We are also continuing to take action to help rural businesses, particularly in the worst affected areas, to cope with the impact of foot and mouth. In the past three months, the Inland Revenue and Customs and Excise have deferred £71 million of tax without interest charges for severely affected businesses. Local authorities have granted or are considering 3,500 applications for hardship rate relief, in addition to deferment of rates bills and applications for revaluation related to foot and mouth impacts.
Furthermore, we have provided additional funding of £39 million for the business recovery fund run by the regional development agencies to add to the resources that they had already been allocated and have themselves reprioritised for such use. In addition to business support, and funding for local and regional promotion, more than 200 businesses have had offers of grant from the fund, and we expect all RDAs to have the fund fully operational with their business links partners by the end of this month.
The disease has been a terrible blow to farmers and to the wider rural community, and for some, recovery will still seem a distant dream.
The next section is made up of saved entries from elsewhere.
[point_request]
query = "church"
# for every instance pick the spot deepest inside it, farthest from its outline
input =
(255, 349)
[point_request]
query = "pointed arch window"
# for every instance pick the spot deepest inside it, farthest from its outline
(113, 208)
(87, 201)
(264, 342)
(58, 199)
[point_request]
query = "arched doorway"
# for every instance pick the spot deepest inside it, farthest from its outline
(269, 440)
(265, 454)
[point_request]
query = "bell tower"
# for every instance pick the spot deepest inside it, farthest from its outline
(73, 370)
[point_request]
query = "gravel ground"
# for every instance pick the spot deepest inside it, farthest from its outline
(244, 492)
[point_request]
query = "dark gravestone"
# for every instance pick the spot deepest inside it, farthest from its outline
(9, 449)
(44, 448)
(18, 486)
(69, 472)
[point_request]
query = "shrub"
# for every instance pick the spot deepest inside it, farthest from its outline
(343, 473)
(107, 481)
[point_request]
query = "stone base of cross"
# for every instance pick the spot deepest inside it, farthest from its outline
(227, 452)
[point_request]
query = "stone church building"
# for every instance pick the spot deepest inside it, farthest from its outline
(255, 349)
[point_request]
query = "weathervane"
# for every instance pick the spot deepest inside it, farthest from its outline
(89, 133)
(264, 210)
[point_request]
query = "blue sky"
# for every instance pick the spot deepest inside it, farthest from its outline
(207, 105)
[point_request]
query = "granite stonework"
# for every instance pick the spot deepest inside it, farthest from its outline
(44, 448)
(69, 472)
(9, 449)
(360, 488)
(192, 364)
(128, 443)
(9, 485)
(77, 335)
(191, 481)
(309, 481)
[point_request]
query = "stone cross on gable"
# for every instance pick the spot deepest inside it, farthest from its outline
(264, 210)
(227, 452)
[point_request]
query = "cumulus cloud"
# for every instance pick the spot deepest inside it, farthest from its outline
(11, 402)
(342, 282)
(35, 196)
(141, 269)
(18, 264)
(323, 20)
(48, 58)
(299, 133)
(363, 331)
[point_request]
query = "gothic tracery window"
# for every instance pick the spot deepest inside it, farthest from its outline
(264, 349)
Nevertheless, work to help farmers emerge from the crisis has begun, and it is of course linked to the Government's aims to create sustainable and diverse farming and food industries and to promote thriving rural economies and communities.
In the short term, we have already paid out about £790 million in compensation for slaughtered animals in addition to the £156 million announced for agrimonetary compensation and an estimated total of £230 million under the livestock welfare disposal scheme. Looking to the longer term, members of the rural task force and other stakeholders are already engaged in discussions with my Department and my ministerial colleagues on how best to deliver a sustainable and thriving countryside.
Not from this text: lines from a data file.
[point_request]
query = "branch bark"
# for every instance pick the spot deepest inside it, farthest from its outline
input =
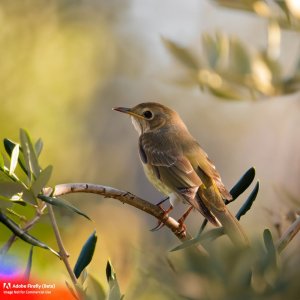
(130, 199)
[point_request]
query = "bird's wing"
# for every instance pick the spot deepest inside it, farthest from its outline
(206, 170)
(175, 170)
(170, 166)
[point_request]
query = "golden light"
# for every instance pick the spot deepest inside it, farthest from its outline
(294, 7)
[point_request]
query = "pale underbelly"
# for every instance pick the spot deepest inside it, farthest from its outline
(161, 187)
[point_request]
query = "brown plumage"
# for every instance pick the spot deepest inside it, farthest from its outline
(175, 163)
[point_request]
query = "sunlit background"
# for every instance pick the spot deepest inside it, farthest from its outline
(65, 64)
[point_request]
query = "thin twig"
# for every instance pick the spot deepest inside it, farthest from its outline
(288, 235)
(62, 251)
(131, 199)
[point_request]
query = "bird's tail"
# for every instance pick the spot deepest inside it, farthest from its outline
(206, 212)
(214, 209)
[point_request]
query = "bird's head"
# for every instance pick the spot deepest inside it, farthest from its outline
(150, 116)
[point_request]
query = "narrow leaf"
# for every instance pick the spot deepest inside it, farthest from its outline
(186, 244)
(5, 177)
(62, 203)
(14, 159)
(96, 287)
(41, 180)
(248, 203)
(114, 289)
(1, 162)
(29, 153)
(14, 199)
(181, 54)
(211, 50)
(9, 146)
(26, 275)
(71, 290)
(38, 146)
(10, 224)
(270, 247)
(86, 254)
(243, 183)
It is clear that we must learn the lessons from the outbreak. Although everyone was trying to do his or her best, it is in the nature of things that some errors are likely to have been made. What is important is not only to identify what we could and should do better next time, but to highlight the many things that went well, and that we should do again if the same or a similar situation should arise.
We also need to examine issues such as the possible future shape of the disease control regime and the changes that might be necessary at EU as well as at national level. Again, a review is planned for the autumn, and we are keen to play an active part in that. I discussed all those points with EU colleagues at this week's Agriculture Council, where other member states continued to be not only appreciative of our efforts but--as my right hon. Friend the previous Minister of Agriculture, Fisheries and Food reported to the House--very supportive and helpful to our country and our Government in dealing with the outbreak.
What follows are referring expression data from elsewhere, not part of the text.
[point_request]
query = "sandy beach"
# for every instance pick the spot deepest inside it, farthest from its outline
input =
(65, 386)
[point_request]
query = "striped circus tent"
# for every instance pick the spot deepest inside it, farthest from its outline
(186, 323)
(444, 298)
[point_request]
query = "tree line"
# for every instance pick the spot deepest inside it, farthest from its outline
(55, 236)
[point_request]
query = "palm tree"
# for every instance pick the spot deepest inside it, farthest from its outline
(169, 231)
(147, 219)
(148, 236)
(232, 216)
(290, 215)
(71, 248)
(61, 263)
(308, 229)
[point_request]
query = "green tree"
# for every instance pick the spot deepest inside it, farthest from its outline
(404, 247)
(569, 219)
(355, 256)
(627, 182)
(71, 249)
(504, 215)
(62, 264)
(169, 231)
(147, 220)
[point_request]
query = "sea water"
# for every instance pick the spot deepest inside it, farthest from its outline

My Department and I are determined to bring the outbreak to an end. I have been tremendously impressed by the commitment of all those working on foot and mouth whom I have met in my short time in office, including veterinarians, soldiers and administrative and technical staff, who in many parts of the country are still working very long hours, seven days a week. I am most grateful to those who have contributed to the team effort, not least to our own former ministerial team, and I pay tribute to them all. I myself hope to visit one of the worst affected areas in the north of England soon.
In closing, I ask for us all, on both sides of the House, to continue to work together as we move nearer to our ultimate goal of the complete eradication of the disease from the United Kingdom and a return to normality in farming and rural communities.